As for Conti’s Fringe show, Whose Face Is It Anyway?, it comes after her hugely successful The Dating Show, which paired off audience members. How will it differ? ‘I hope it’s better. I mean, I think it is.’ Originally, she planned a show around the topic of family. ‘I thought “I’ll do families because families have fascinating dynamics”. But families have all kinds of horrible pain! I did a preview about families, and then thought “I’ve got to leave everybody’s family out of this.”’

In this latest show, Conti will invite audience members onstage and put masks on their faces before launching into her hilarious ventriloquism, using them as conduits to speak through. I wonder if she’s ever had any unwilling participants. ‘God forbid... I’m so scared of that,’ she gulps. ‘Anyone who looks like they might not have a good time are not coming up anywhere near it... I don’t want to get anybody up who is unwilling.’
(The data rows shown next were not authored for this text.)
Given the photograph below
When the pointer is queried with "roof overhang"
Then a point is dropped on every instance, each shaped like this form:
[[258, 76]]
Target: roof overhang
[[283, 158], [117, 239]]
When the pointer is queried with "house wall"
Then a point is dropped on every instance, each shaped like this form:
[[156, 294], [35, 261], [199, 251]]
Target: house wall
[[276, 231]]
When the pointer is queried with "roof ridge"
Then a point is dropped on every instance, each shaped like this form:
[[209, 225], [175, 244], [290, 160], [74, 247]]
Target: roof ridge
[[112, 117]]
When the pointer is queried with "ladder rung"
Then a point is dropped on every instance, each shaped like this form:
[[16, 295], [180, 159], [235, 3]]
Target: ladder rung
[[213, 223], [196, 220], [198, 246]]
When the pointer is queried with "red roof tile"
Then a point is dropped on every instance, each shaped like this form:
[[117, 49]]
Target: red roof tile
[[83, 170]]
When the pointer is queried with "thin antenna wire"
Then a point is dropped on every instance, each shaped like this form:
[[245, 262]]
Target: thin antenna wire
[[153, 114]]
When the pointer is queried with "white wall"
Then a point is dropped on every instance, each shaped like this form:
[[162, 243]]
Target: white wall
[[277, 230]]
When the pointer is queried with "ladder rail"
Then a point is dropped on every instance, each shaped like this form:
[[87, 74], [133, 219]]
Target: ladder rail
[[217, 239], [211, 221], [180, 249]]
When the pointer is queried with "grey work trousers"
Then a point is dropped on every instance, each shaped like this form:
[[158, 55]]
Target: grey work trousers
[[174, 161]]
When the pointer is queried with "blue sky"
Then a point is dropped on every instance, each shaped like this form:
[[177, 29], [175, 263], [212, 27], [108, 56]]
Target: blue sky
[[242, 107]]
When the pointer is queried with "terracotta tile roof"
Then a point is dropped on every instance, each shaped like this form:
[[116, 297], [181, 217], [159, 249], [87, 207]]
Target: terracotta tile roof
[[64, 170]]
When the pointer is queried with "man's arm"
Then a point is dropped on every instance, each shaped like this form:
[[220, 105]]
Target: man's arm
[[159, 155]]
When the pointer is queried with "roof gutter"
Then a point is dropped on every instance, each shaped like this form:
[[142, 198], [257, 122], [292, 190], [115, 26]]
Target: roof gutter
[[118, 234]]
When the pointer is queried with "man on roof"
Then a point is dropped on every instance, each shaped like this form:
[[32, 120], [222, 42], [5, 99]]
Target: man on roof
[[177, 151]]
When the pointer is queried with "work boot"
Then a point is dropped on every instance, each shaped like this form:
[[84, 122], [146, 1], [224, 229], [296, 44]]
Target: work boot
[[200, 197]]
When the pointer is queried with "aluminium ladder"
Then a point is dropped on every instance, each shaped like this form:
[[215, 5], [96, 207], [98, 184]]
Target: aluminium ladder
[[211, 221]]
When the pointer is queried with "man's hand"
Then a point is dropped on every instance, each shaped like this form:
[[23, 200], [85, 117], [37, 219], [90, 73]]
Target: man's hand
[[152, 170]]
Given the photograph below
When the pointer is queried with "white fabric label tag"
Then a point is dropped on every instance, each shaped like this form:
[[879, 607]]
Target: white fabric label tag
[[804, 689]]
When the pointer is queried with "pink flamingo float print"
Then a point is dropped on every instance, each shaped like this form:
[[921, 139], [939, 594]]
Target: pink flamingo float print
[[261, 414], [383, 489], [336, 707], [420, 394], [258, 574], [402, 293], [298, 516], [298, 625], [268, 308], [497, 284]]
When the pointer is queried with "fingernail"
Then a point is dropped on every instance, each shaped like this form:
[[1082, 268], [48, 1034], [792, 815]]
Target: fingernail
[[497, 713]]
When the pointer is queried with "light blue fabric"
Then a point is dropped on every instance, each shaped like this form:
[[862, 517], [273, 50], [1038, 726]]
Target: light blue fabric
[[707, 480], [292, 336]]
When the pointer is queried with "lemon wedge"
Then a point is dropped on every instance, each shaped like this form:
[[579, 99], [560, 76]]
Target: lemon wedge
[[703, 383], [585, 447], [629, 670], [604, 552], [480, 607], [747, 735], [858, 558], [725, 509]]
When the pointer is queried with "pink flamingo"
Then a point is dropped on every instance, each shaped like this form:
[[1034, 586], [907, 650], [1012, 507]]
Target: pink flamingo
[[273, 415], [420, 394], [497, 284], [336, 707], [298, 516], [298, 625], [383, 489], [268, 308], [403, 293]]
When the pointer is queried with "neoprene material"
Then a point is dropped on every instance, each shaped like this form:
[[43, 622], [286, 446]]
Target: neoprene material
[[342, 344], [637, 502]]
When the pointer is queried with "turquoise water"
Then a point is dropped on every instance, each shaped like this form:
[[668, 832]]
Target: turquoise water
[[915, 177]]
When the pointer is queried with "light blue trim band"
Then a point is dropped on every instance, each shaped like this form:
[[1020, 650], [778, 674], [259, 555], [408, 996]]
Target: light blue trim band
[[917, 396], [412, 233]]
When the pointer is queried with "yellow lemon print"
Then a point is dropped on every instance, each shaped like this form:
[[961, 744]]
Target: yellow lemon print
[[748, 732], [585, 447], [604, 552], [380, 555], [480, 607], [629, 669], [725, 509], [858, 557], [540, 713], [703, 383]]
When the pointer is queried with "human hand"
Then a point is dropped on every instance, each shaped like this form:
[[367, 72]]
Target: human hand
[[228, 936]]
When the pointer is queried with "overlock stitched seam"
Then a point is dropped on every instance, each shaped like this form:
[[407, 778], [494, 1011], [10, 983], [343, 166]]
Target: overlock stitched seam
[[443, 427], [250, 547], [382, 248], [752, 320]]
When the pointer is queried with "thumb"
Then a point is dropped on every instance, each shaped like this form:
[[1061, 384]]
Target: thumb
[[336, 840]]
On ventriloquism, why does Conti think it isn’t anywhere near as popular on TV now as it was in the days of Keith Harris and Ray Alan? ‘Well, it’s not very cool, I suppose. And often the people who are drawn to doing comedy or doing stand-up are people who are very funny in their own right, and don’t need that sort of thing. I needed it. Once I picked it up, I thought “oh, this is for me”. And it’s been the right pen in my hand all this time.’ 

Picture: Mason McDonald

Despite being the daughter of Wilson and iconic actor Tom Conti, she’s never been totally in sync with traditional acting. ‘I was comfortable in weird pieces, like Ken Campbell’s The Warp, which was 24-hours long,’ she explains. It was the late actor, writer and experimental-theatre guru who convinced Conti that ventriloquism was her calling and wrote her a half-hour show. ‘And then I just never looked back. It was so different to be able to write your own stuff as well and put on your own gigs and not wait for someone to give you a job. I’ve always been very bad at getting jobs.’

Unlike her family, it seems. Not only did Conti’s father recently appear in Christopher Nolan’s Oscar-winner Oppenheimer, playing the key role of Albert Einstein, but her son Arthur now has a role in Tim Burton’s sequel Beetlejuice Beetlejuice, which opens the Venice Film Festival this month. ‘It’s quite incredible, really,’ she marvels. ‘It’s a big movie. The lunch budget on that movie would have paid for our film.’ Seems like the Contis really are the modern-day von Trapps. 

Nina Conti: Whose Face Is It Anyway?, Pleasance Courtyard, until 25 August, 7.30pm; Sunlight, 17–20 August, venues and times vary; Shenoah Allen: Bloodlust Summertime, Just The Tonic At The Caves, until 25 August, 7.45pm; Beryl Cook: A Private View, Pleasance Courtyard, until 25 August, 2.05pm; main picture: Steve Best.